Salon Noir – Burlesqueshow zum Firebirds Festival 2015 Stage Kitten By CaptainMary (Own work) [CC BY-SA 3.0] via Wikimedia Commons

So viele tolle Frauen

Ich gehöre ja eigentlich auch zu den Frauen, die sich in großen Frauengruppen eher unwohl fühlen. Wenn Frauen zusammen kommen, bricht schnell so ein bescheuertes Konkurrenzding aus. Dann geht es auf einmal darum, wer die beste darin ist, eine Frau zu sein: „Also ich hab mein Leben voll im Griff. Ich stehe schon gestylt auf, meine Wohnung sieht aus, wie im Magazin und von der halben Tomate gestern Mittag bin ich immer noch satt.“ Ich HASSE das. Ich weigere mich perfekt zu sein. Ich will mich nicht vor wildfremden Frauen produzieren müssen um mir selbst zu beweisen, wie rund es bei mir läuft. Tut es nämlich nicht. Und das war der Spirit im Workshop. Ein Safeplace um einfach mal alles rauszulassen, sich auszuprobieren und nur man selbst zu sein. So viele verschiedene Frauen und so viele verschiedene Motivationen. Von klang-irgendwie-lustig über ich-möchte-mich-nach-der-Schwangerschaft-wieder-weiblich-fühlen bis hin zu -2018-ist-mein-Jahr-der-Grenzerfahrungen war einfach alles dabei. Ein Raum voll geballter Weiblichkeit, die einfach nur gut tat. „Komm wie du bist, mit dem was du hast und mach was du kannst“. Was Stephie sich mit Movenyo auf die Fahnen (bzw. die Tür) geschrieben hat, habe ich genau so im Workshop erlebt. Einfach nur großartig!
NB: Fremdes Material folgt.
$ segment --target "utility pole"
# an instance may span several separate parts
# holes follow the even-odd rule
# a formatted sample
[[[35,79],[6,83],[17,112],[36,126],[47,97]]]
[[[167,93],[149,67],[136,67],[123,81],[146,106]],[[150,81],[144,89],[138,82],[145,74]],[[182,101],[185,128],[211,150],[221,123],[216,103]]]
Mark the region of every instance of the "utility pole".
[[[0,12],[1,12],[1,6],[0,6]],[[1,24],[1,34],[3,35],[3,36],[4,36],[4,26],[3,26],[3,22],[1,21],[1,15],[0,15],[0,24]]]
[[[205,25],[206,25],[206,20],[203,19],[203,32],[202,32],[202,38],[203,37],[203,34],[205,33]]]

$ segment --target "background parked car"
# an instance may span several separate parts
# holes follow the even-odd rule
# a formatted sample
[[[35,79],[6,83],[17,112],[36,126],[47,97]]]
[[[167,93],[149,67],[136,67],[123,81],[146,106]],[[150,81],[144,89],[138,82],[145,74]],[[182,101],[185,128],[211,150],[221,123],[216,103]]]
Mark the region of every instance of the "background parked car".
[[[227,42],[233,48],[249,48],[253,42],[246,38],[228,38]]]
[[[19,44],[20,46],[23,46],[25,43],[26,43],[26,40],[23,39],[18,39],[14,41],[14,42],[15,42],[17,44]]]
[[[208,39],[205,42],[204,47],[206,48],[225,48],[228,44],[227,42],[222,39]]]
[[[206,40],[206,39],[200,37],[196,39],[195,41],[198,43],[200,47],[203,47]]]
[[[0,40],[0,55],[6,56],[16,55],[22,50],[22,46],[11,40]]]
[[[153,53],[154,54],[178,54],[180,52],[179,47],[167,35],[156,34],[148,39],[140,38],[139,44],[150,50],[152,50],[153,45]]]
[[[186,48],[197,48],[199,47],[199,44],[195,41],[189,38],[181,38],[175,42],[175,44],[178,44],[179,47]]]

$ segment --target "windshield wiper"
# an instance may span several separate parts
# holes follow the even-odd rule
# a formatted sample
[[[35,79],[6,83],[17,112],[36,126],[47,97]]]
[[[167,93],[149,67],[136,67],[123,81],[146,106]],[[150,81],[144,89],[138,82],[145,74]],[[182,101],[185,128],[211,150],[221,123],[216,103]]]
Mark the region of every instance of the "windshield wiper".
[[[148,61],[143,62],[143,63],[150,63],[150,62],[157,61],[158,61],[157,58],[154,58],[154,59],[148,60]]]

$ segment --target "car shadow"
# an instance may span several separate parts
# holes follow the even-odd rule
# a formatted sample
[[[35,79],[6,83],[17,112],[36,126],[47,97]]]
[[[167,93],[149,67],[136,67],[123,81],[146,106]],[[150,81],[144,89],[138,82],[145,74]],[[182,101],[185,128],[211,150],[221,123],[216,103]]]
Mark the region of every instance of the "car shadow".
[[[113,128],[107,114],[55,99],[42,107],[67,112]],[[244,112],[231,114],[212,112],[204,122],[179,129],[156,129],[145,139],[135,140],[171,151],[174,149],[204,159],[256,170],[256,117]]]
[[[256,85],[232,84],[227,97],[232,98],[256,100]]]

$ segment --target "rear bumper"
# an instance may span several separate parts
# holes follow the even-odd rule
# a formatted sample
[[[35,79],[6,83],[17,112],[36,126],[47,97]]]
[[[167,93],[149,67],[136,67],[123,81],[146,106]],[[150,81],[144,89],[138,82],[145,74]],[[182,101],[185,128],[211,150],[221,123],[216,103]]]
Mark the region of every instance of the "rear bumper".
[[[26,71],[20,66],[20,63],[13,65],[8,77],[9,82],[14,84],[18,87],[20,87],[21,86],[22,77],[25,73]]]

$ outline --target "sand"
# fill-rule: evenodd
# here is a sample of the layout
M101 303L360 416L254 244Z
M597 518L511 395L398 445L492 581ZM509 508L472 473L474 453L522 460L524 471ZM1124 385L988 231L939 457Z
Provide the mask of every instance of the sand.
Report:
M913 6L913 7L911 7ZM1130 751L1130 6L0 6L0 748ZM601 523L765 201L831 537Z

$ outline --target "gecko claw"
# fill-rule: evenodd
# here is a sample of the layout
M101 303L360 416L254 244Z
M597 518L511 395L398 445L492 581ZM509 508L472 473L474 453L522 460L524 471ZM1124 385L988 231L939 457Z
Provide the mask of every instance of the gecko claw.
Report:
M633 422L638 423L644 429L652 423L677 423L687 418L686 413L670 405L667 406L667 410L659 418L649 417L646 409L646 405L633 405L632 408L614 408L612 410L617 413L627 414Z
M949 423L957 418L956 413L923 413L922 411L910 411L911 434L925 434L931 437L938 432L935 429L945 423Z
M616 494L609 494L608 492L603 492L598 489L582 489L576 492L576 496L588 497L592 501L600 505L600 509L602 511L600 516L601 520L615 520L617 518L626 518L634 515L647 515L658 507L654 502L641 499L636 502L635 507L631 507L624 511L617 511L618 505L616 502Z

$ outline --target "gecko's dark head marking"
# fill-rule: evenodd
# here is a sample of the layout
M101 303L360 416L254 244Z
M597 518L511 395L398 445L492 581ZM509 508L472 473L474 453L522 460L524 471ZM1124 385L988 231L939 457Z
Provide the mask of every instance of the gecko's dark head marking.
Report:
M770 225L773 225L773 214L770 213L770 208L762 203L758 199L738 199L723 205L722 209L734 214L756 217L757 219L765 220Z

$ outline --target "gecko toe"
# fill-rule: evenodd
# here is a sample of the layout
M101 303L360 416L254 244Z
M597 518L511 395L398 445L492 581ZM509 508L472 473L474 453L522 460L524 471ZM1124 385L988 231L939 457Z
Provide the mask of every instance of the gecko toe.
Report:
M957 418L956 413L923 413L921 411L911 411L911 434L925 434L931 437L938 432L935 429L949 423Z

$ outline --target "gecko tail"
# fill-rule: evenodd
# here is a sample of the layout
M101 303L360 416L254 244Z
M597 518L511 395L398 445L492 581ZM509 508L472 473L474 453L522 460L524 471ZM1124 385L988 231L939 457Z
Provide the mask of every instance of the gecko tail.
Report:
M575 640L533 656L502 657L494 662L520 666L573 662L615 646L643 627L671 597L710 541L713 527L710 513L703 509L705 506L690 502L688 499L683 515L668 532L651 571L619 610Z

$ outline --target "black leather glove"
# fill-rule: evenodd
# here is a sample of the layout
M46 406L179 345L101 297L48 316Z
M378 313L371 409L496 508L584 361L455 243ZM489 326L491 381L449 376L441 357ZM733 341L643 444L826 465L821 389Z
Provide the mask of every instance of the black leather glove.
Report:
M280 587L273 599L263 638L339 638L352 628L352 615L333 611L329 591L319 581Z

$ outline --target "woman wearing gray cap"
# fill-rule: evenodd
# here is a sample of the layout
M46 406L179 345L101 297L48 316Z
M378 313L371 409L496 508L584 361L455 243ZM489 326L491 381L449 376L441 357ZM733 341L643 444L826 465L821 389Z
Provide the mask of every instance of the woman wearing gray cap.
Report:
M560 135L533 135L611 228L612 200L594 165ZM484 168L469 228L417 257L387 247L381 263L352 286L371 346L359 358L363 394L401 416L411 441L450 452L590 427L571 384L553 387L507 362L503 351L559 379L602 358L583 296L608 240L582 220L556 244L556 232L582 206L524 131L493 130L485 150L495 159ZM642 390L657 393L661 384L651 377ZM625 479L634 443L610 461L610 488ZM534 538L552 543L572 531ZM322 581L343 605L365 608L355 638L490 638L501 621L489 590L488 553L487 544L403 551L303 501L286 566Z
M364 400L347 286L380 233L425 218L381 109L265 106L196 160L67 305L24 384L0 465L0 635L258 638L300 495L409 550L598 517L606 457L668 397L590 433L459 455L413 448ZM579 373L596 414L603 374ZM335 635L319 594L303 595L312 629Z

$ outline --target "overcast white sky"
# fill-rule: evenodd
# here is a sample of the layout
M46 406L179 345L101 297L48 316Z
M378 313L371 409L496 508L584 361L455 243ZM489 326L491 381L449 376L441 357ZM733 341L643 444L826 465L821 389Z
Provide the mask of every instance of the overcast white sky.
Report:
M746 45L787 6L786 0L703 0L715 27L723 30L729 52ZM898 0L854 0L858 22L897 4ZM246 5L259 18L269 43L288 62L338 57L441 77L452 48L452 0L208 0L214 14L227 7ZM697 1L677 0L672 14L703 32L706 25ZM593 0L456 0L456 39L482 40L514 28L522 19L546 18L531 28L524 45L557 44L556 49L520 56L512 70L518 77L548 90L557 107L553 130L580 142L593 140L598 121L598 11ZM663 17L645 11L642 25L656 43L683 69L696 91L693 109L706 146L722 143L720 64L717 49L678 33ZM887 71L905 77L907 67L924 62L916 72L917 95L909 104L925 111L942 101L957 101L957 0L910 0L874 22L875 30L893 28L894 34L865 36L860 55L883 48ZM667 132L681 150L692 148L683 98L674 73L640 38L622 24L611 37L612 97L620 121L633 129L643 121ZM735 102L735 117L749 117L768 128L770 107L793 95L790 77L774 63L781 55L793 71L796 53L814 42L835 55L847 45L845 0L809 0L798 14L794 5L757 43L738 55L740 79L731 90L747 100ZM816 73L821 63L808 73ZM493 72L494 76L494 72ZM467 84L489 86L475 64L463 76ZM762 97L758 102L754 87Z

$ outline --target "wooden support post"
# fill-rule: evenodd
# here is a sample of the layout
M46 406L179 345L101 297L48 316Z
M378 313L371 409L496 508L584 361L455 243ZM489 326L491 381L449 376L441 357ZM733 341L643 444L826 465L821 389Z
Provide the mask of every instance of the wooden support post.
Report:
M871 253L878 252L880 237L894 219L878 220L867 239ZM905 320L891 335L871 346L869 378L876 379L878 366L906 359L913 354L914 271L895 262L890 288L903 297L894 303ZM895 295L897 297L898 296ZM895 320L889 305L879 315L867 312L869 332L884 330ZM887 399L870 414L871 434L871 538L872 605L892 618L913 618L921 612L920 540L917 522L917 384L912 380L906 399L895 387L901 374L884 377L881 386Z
Ich bin nach Hause gefahren mit einem Gefühl von Female Empowerment. Ich habe mich schön und stark und gefühlt – und das in völlig verschwitzt und in meiner verbeultesten Yogabuxe. Und vor allem hatte ich das Gefühl meine Bestimmung gefunden zu haben. Ich kündige meinen Job und mache jetzt nur noch Burlesque… Habe ich natürlich nicht gemacht. Aber wenn ich ab jetzt irgendwie das Pink Panther Theme höre, werde ich immer an diesen wundervollen Workshop mit diesen wundervollen Frauen und der wundervollen Stephie denken. Ich freue mich schon auf den nächsten Termin!